Concluye una Semana Santa brillante y de gran participación, aunque la climatología no haya acompañado tanto como en ediciones anteriores (el recorrido de la procesión de la Soledad fue acortado ayer por la lluvia). Y aun así, la economía zamorana ha notado de nuevo el empujón positivo. La ocupación hotelera, que estos años de más crisis había bajado hasta el 60% fuera de los días grandes, ha subido al 85%. El completo se ha colgado en las jornadas centrales de la Pasión. Así, la ciudad ha cobrado de nuevo vida y ha gozado del ambiente que requiere una celebración de tal magnitud.

También la participación interna ha sido intensa y se notan las ganas de incorporación de los jóvenes a la tradición. La Semana Santa sigue manteniendo esa condición de cordón umbilical con la tierra. Sus raíces son hondas y llaman, sobre todo, a los que han tenido que abandonar su hogar por causas laborales. Es la otra cara, la menos amable, que esconde la tradición: vuelven los jóvenes durante estas fechas porque la demografía zamorana está otra vez inmersa en plena sangría poblacional.

No obstante, la celebración vuelve a dar signos de vigor en una etapa de cambios a la que parece adaptarse sin problema alguno. No podría ser de otra forma. Cualquier modificación social siempre ha tenido su correspondencia en el que sigue siendo el único movimiento capaz de vertebrar a la sociedad zamorana. Así, este año hemos asistido a la creciente despolitización de las procesiones iniciada en el Juramento del Miércoles Santo, algo asumido de forma natural y hasta puede que saludable para lo que aguarda a la Semana Santa del futuro.

Es la propia evolución de la sociedad la que determina ese tipo de cambios, igual que hoy la otrora habitual escolta de los pasos a cargo de las fuerzas armadas y de seguridad ha quedado reducida a la Real Cofradía Santo Entierro y poco más.

Otro signo de esa evolución la encontramos en el ámbito empresarial. Veinte años atrás, una de las escasas ocasiones en que instituciones, sindicatos y patronal cerraron filas con una posición común se produjo con el intento de la Junta de Castilla y León de declarar laborable el Jueves Santo. Hoy es la propia asociación de comerciantes la que insta a los establecimientos que, conforme a la normativa vigente, puedan abrir a que aprovechen y rentabilicen al máximo días en los que el maltrecho comercio tradicional puede beneficiarse de la visita de propios y turistas. Era una medida que podía preverse, al igual que años antes lo hizo la hostelería, terminada la etapa confesional durante la dictadura, mantiene abierto prácticamente toda la noche del Jueves Santo.

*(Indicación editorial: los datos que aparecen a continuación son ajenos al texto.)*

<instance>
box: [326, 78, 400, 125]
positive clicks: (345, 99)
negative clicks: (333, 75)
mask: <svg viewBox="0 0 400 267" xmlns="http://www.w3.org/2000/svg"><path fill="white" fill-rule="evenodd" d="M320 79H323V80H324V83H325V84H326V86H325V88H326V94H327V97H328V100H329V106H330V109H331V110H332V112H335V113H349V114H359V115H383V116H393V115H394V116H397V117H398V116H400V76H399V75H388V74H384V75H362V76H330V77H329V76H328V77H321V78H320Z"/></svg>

Pero todos estos cambios no pueden ni deben alterar la esencia que mantiene viva la Semana Santa de Zamora. Y ese éxito, que se traduce muchas veces en masificación, puede afectar gravemente a las que deben seguir siendo señas de identidad de una celebración que destaca por su singularidad. Sobran, quizá, demasiados adornos. Actos como colocación de imágenes en las mesas procesionales que antes revestían un carácter íntimo y recogido se abren cada vez más al público, la masificación altera costumbres y abre polémicas como los aplausos a destiempo en una fiesta en la que la Pasión iba, sobre todo, por dentro.

La Semana Santa es, como bien se sabe, un poliedro que aúna espíritu religioso, cultura y tradición, alimentado por una atmósfera especial a la que contribuye de forma clara la propia configuración de la ciudad, el escenario que prestan sus calles. Pero si pierde lo primero, que es la base, solo quedará la envoltura, sin esencia alguna. Zamora ya no disfrutará de esa peculiaridad que la hace única y se parecerá a cualquier otra ciudad en estos días. El peligro es evidente, pues todo lo que sostiene tan hermosa celebración se vendría abajo. Ese es el reto más importante para el futuro que empieza a descontarse desde este Domingo de Resurrección.